A View from the Hill The Study, Study, Study, or Work, Work, Work?
By Austin Henry
It is not uncommon for many students to pick up an afterschool job in order to make a few bucks. The reality of this seems is incredibly long days consisting of seven hours of school, followed by another five hours of work. That ends up being a 12-hour day which can sometimes be a lot for a functioning adult. So how do kids who are between 14-18 even dream of handling this?
Junior Lyla Fagan, who has spent most of her time in high school working a part-time job, works 4-6 hours after school on weekdays. While available free hours often compete with each other, according to Fagan, being busy actually works to her advantage.
“It [working] doesn’t affect me much,” Fagan said. “If anything, I feel more productive by the end of the week when I have all of my work done and I made some money.”
Junior Kate Gaspa, sings a similar tune as Lyla, however, juggling both commitments can often be challenging.
“It [working] gives me something to do when I am bored,” Gaspa said. “But it can be very stressful getting days off of work for school-related stuff”.
The binding nature of a job can be hard for a high schooler, especially because this is a time of your life when change is happening all the time.
Balancing sports, clubs, and other activities on top of this can be difficult as well especially because sports schedules aren’t always super consistent and can sometimes be a dart board of different times and days.

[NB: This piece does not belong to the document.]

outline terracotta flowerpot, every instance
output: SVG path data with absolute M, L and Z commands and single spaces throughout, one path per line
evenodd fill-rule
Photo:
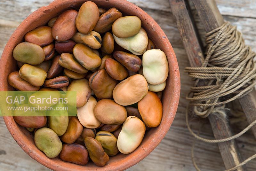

This makes it difficult to work a job that has very strict hours and days that you need to be working. As Fagan said “it’s all about managing your time correctly”.

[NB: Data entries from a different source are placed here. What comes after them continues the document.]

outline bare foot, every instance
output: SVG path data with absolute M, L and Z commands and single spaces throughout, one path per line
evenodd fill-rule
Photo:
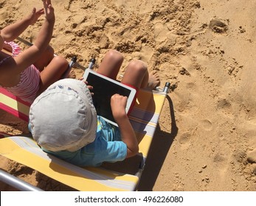
M 160 78 L 156 70 L 149 74 L 148 88 L 153 90 L 160 85 Z
M 72 69 L 67 78 L 75 79 L 76 77 L 74 69 Z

With all of this combined, sophmore Brendan Fitzsimmons says struggles finding time to spend with family and friends with other obligations taking up so many hours in the week.
“I feel like working and going to school makes it difficult to hang out with friends and family,” Fitzsimmons said.
Although, Fitzsimmons’ answer was very decisive when asked if all the juggling is worth it.
“Yes, because working gives me experience that I’ll need in the future, and money,” Fitzsimmons said.
Lack of money appears to be the main motivator for taking on a job for high school students, whether they’re spending money on their family, college, or even just a movie with friends, expenses all add up quickly.
Do you think that high school students should work? Is it valuable experience or should kids be left to play?
That is this month’s View from the School on the Hill!